Phil 2.9.2023

Grounding Large Language Models in Interactive Environments with Online Reinforcement Learning

  • Recent works successfully leveraged Large Language Models’ (LLM) abilities to capture abstract knowledge about world’s physics to solve decision-making problems. Yet, the alignment between LLMs’ knowledge and the environment can be wrong and limit functional competence due to lack of grounding. In this paper, we study an approach to achieve this alignment through functional grounding: we consider an agent using an LLM as a policy that is progressively updated as the agent interacts with the environment, leveraging online Reinforcement Learning to improve its performance to solve goals. Using an interactive textual environment designed to study higher-level forms of functional grounding, and a set of spatial and navigation tasks, we study several scientific questions: 1) Can LLMs boost sample efficiency for online learning of various RL tasks? 2) How can it boost different forms of generalization? 3) What is the impact of online learning? We study these questions by functionally grounding several variants (size, architecture) of FLAN-T5.

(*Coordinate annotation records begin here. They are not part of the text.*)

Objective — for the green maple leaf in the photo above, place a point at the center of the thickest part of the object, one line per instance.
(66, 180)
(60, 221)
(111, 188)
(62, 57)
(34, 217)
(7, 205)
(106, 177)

My Twitter tools still appear to be working…


  • Schedule physical


  • 9:15 standup
  • FOM meeting today?
  • Continue with embedding work – the pull blew up on the second attempt, after I broke the first file. Added some error handling. This will work much better when I’m using the db
  • My embeddings appear to be wrong! there are just 10 distinct embeddings. Maybe it was a bug on OpenAI’s side. Need to do another pull.
  • Made a version of the embedding pull that uses lists of texts which should speed things up.
  • Since I have to wipe the embeddings, I’m going to try storing the np.arrays as blobs using dumps()
  • Get Orest’s help with signoff – sent an email


  • Respond to Alden’s invite
  • Find some additional cites for the paper, and something about how LLMs can generate toxic content, though in this case it may be a feature. If there is room, add something about the ethics of being able to better target minority groups and their views is a two-edged sword, and how the biases of LLMs may affect the generation of keywords.


  • Starting the “Scale” paper, which will be part 2 of the new book: “Speed and Scale, Societal Defense in the age of the Singularity”
  • The Era of the Algorithm
    • The internet age has made democracies exploitable. As an act of societal self-defense, it is necessary to strengthen the critical thinking of the young generation.